My training structure at the moment is typically three days on, one off, as planned. Though I rest depending on when I need it, so sometimes I don't always make it to three days before I have a rest day. Also, of note, is that I am still not running often, so you won't see the typical aerobic runs interspersed throughout. Likely a good thing though, as they might send me over the edge if added in. Also, this kind of work is only planned to be held for three weeks max. After that, I will have a recovery week. A VERY big recovery week. As this particular training block is meant to overload my body to a much deeper fatigue than one might normally attempt.
But, here is an example of what my last three day swim/bike block looked like:
Wed AM- 39 mile bike, very hard. First 45 minutes doing all that I could to stay on Andrey's (Russian Pro) wheel.
Wed PM- 2000yd swim. Main set: 2x200, 4x100 hard.
Thurs AM- 82 mile bike, hilly and hard. With Nina Kraft and Teemo. Cracked from dehydration near the end.
Thurs PM- 2500lcm swim. Lots of fluff, too tired to swim a hard pace.

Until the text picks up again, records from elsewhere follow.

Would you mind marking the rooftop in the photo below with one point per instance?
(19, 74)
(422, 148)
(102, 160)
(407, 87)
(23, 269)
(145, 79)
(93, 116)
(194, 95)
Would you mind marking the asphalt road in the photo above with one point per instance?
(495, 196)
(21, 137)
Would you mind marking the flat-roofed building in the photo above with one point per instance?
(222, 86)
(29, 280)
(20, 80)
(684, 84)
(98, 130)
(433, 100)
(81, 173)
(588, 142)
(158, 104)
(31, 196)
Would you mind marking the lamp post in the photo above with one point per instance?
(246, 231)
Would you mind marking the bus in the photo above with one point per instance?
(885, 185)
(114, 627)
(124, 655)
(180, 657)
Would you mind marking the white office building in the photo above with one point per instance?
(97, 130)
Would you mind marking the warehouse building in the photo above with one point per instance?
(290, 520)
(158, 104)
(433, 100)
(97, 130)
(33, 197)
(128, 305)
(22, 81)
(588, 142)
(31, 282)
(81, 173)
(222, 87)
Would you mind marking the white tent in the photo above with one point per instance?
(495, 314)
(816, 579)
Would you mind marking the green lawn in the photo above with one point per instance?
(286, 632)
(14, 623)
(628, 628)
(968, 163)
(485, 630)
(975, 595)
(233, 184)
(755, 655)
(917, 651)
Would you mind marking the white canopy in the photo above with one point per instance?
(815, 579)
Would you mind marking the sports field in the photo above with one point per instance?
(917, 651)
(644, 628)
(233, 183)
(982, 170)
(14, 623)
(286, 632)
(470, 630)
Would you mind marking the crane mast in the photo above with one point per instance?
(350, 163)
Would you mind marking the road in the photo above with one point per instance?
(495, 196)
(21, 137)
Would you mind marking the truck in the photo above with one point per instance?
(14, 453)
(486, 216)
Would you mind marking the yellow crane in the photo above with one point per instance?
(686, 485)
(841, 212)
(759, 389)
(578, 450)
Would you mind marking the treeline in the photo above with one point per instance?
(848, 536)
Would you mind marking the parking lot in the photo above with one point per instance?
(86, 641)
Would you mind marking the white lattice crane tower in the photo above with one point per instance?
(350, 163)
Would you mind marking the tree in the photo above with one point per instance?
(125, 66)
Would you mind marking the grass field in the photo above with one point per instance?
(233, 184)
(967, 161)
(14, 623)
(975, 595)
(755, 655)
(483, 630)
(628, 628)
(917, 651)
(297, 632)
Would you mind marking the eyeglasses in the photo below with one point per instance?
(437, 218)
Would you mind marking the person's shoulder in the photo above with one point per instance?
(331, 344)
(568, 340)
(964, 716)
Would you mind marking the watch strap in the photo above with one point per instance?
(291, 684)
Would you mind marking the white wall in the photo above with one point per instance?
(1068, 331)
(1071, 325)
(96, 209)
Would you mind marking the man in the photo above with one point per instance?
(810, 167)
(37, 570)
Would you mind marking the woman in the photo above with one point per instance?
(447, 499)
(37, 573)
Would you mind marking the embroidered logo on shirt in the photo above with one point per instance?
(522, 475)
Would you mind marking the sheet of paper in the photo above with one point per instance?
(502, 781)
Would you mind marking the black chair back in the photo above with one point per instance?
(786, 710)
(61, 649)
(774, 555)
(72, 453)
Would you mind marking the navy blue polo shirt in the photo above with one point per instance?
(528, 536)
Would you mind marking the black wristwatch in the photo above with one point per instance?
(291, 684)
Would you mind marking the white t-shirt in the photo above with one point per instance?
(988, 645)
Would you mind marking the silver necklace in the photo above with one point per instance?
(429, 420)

Fri AM- 40 mile bike, solo, medium hard.
Fri PM- 28 mile bike, hilly, medium hard, with 3 x 3 minute all out intervals.
Fri PM- 4 mile run, 4x800 on track at 5k pace.
Fri PM- 600lcm swim, cool down from run.
As you can see, each day has quite a bit of intensity. At the end of this, I felt surprisingly good. However, it turned out I needed two relatively, short, easy days instead of one before I could get back to a hard workout again. This is fine. Broken down to simplicity, the way to get faster is to overload your body and let it recover. Again and again and again. For most, it will likely be one or two hard days before a recovery day, but with experience and fitness, the body becomes able to handle more and more. One of the pros I train with often goes four on, one off. His off day is usually only an easy swim or bike, but for his "on" days, he is swimming, biking AND running very fast and very hard for most of it. Very little is what most would consider relaxed or easy. Though since he is an Ironman athlete coming from an ITU background, for him most of his workouts are considered "not hard".